Doña Felicitas también ayudaba con algunos centavos que ganaba a cuenta de la costura de ropa ajena. La mujeres usaban entonces largas faldas con pliegues que llamaban “pastelones o embutidos y mucha blonda”, es decir: con una amplia franja de encaje tejido, mismo que doña Felicitas se encargaba de manufacturar y pegar con paciencia.

La familia vivió en aquella casa que una tía de doña Felícitas, Ignacia Mora de la Torre, les había legado no lejos del centro de Jiquilpan. En la parte posterior tenía un patio con un pozo al cual acudían los vecinos para recoger el agua con cántaros, jarritos o “apastes”.De esa manera la familia Cárdenas-Del Río vivía en constante contacto con los estratos más populares de Jiquilpan: en la cantina-tienda con don Dámaso y en el pozo con doña Felícitas. Así aquella prole no sólo tuvo la experiencia inicial de la pobreza incisiva sino también el trato con sectores sociales que ponían en evidencia la miseria local y que se vinculaba directamente con el mundo indígena. Sin embargo, habría que reconocer que los Cárdenas del Río se identificaban más con los mestizos rancheros que transitaban hacia una relativa modernidad urbana en aquel fin de siglo que con los desposeídos y los marginales.
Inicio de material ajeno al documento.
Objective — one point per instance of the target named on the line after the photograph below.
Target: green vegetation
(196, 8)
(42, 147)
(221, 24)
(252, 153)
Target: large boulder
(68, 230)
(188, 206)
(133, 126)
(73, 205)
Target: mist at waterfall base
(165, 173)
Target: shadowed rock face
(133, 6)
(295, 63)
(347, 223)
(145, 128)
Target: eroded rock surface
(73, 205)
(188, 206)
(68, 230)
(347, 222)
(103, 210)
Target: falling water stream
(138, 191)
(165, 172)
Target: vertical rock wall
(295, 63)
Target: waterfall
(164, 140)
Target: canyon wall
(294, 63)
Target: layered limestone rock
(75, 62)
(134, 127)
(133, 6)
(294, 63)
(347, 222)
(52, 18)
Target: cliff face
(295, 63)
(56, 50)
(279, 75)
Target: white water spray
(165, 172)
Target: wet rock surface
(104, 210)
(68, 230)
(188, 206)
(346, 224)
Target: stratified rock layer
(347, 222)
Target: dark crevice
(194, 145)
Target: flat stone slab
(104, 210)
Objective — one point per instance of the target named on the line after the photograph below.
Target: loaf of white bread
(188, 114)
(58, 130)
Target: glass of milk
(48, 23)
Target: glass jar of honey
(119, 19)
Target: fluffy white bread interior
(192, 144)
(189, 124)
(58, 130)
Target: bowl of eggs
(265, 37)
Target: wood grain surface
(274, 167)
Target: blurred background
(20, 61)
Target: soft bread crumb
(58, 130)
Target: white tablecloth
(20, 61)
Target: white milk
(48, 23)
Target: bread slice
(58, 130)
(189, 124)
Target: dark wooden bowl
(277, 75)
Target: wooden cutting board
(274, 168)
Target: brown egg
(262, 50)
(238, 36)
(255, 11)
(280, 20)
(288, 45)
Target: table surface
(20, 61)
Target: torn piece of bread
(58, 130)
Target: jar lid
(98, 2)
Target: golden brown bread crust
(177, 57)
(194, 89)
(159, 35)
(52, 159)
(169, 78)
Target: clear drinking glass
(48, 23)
Don Dámaso se ganó un prestigio particular en Jiquilpan, ya que aun siendo de estirpe liberal, su conocimiento sobre farmacopea y medicina le dio un lugar sólo inferior al del cura de la localidad.  Doña Felícitas en cambio provenía de una familia muy católica, que sin duda se alegró cada una de las veces que recibió la noticia del arribo de un nuevo vástago. En total fueron ocho hermanos Cárdenas: Margarita, Angelina, Lázaro, Dámaso, Josefina, Alberto, Francisco y José Raymundo. Aunque vivieron estrecheces a ninguno le faltó comida y todos alcanzaron por lo menos una instrucción primaria.

Lázaro nació el 21 de mayo de 1895 y sus padres, muy acorde con la tradición católica, lo bautizaron como José Lázaro Cárdenas del Río en la parroquia de san Francisco en Jiquilpan. A los pocos días también lo llevaron a un estudio fotográfico para que le hicieran una placa que lo presentaba como un bebé rechoncho, con bastante cabello oscuro y una mirada perspicaz. Llamaba la atención la corpulencia de aquel infante que sin duda contrastaba con la constitución raquítica de otros recién nacidos en la región, víctimas de la mala alimentación y la miseria.

Ser el primer hijo varón de aquella familia jiquilpense determinó que Lázaro tuviese un destino particular. Llegado el tiempo asumiría las responsabilidades de ser cabeza de familia, por lo que desde muy pequeño pareció ser el centro de las preocupaciones de su padre como de su madre y sus hermanas. Sus biógrafos se han encargado de recrearle una infancia llena de justicia y responsabilidad, poco probable en un joven que se crió entre los amigos y parroquianos del establecimiento de don Dámaso y las correrías por los barrios y las afueras de Jiquilpan, en los potreros y ranchos de los terratenientes locales y sin duda en las vastas propiedades de la hacienda de Guaracha. Con seguridad fue también en esas correrías cuando aquel joven estableció su contacto con indígenas locales que tenían más antecedentes de nahuas que de purépechas. Su tía y madrina Ángela, la hermana menor de su padre, una señora muda y amorosa, particularmente sensible a los reclamos indígenas de la región, también tuvo una especial influencia en la impresión que Lázaro tuvo durante estos primeros años con relación a la pobreza del lugar. A pesar de eso, el joven vivió su infancia arropado por los beneficios que los sectores medios jiquilpenses recibieron en pleno auge porfiriano.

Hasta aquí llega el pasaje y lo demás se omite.